A NIVEL DE CANCHA: Al Más Puro Estilo de la Garra Charrúa

Texto enviado por José David García.

Arabia jugó y Uruguay ganó. Entendiendo que en el fútbol lo que termina generando trascendencia es la contundencia en las áreas, los uruguayos no pueden mostrar inferioridad y un peor juego frente a los árabes.

Fue una tristísima presentación de un equipo que le falta ritmo. No tiene cambio de velocidades, se le nota muy rígido y lento en el desplazamiento de balón y en las transiciones.

Tiene mayor talento en sus nombres pero aun así, eso no ha evitado que los de Tabárez jueguen como equipo chico. No siempre el argumento de la garra puede ser válido. No contra los árabes. No siempre puedes depender del juego rústico, de dar patadas, defender en la mayoría del tiempo con un bloque muy bajo y depender de segundas jugadas o pelota parada. O en otro caso imaginario, de la diosa fortuna.
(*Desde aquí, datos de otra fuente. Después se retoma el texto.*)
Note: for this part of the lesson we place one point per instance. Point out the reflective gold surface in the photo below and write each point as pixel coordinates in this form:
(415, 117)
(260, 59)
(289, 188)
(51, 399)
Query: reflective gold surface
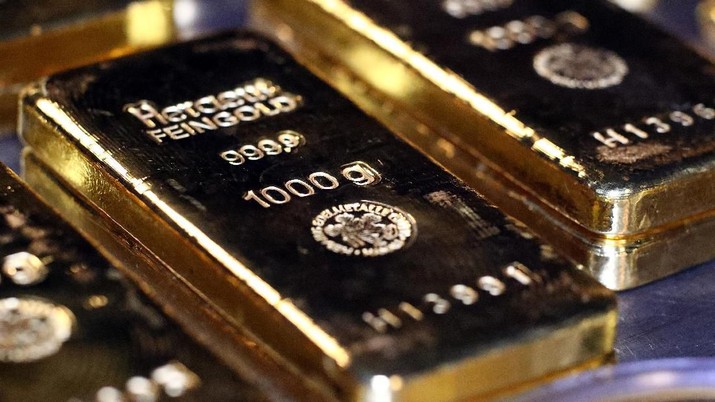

Los de pizzi han sido muy superiores. Posesión en toda la cancha, buena circulación y rotación. Precisión y generación de ocasiones. Faltó vértigo y rapidez por los costados, pero pusieron a sufrir en buena parte del encuentro a Muslera con impactos de media distancia.

Uno espera que Uruguay tome el protagonismo por lo menos contra esta clase de rivales. Que tenga personalidad para tomar la pelota, moverla en campo rival y que pueda combinar demostrando su calidad superior.

Le falta juego. Alguien que tome el balón entre líneas y le proporcione al equipo volumen por el centro del campo para liberar espacios y enlazar más pases y tomar confianza. Lastimosamente no tiene un futbolista con esas características. Dependen del pelotazo largo para que tanto Suarez o Cavani, que son unas verdaderas gacelas, puedan resolver a base de lucha, espíritu y calidad individual.

Por momentos, les dieron un baile. Pero al final Arabia perdió gasolina, confianza y se  les nublaron las ideas. Uruguay cerró espacios y ya no necesitó hacer nada más que consumar el tiempo ante unos tímidos e inofensivos ataques árabes.

Ganaron nuevamente con un tiro de esquina y aprovechando un error brutal del portero. Siendo oportunistas. Con segundas jugadas, a los rebotes y a los tumbos. Metiendo más corazón que cabeza y más ganas que fútbol. En otras palabras más coloquiales… a lo charrúa. Y así, con su horrible juego, estarán en los octavos de final.